Crianças em risco: fome, frio e um futuro que teima em fugir
São quase 350 mil crianças a crescer num Portugal onde faltar uma refeição quente e o aquecimento em casa é mais do que uma escassez — é uma realidade amarga. A saúde dentária, indicador silencioso da desigualdade, é um luxo inalcançável para 43,2% das pessoas pobres, que sofrem de mais doenças e maior fragilidade. Um quarto das famílias em situação vulnerável avalia a sua saúde como má ou muito má, um reflexo claro do peso que a pobreza impõe desde os primeiros anos de vida.
Além disso, a escola continua a ser o maior divisor social do país. Quem não vai além do ensino básico tem um risco de pobreza superior a 23%, enquanto os diplomados do ensino superior reduzem esse risco para pouco mais de 6%. Esta não é uma mera questão académica — é a linha que separa o acesso a oportunidades, a esperança e a mobilidade social. Apenas 11% dos mais pobres completam o ensino superior, num ciclo vicioso que mantém a pobreza enraizada e dificulta o futuro.
Ilhas esquecidas no meio do Atlântico: Açores e Madeira, periferias de uma periferia
Nos Açores, o risco de pobreza ultrapassa a média nacional em quase oito pontos percentuais; na Madeira, a diferença ronda os dois e meio. Nestes arquipélagos, o isolamento geográfico agrava um isolamento social, com dificuldades no acesso a consultas médicas e à alimentação básica. Para muitos, garantir uma refeição proteica a cada dois dias é uma luta diária, uma batalha longe dos olhares do continente e das políticas públicas eficazes.
Redistribuição e justiça social: a vontade popular que não pode ser ignorada
Entre os portugueses, a confiança nas instituições cresceu lentamente desde 2008, mas mantém-se uma linha clara de descontentamento.

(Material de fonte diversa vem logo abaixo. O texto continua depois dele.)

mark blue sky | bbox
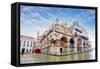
[20,6,95,42]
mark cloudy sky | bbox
[20,5,95,46]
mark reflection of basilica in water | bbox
[21,19,90,55]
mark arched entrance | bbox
[69,38,75,47]
[60,36,68,46]
[77,37,82,51]
[69,37,75,52]
[60,36,68,43]
[22,48,25,54]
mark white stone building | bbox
[20,35,35,54]
[40,19,89,55]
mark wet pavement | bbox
[20,50,95,64]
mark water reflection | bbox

A polícia surge como a entidade em que mais se acredita — talvez por ser vista como a última barreira de proteção numa realidade de insegurança crescente. Já os políticos e os partidos políticos continuam a ocupar o lugar de maior desconfiança, reflexo de um desgaste profundo que não cede, sobretudo entre os que vivem com menos recursos.
A satisfação com a democracia também melhorou, ainda que a distância entre os mais ricos e os mais pobres se tenha reduzido, permanece um fosso a lembrar. Em 2024, quase um em cada cinco dos mais pobres continua insatisfeito com o funcionamento do regime democrático — uma insatisfação que é, por si só, um sinal de alerta para quem governa.
Por outro lado, a maior convergência é na percepção sobre a necessidade urgente de reduzir as desigualdades económicas. Mais de 80% dos portugueses defendem que o Estado deve intervir para corrigir as diferenças de rendimento — um consenso quase unânime entre os mais desfavorecidos, onde esse valor sobe para 91%. O clamor por justiça social permanece firme, apesar das políticas e dos discursos que nem sempre respondem à urgência desse compromisso.
Portugal caminha, por vezes hesitante, entre avanços e recuos, mas as vozes que clamam por igualdade, dignidade e esperança não podem continuar a ser apenas números em relatórios. São vidas que exigem respostas concretas — antes que a fenda social se torne uma ferida irreparável.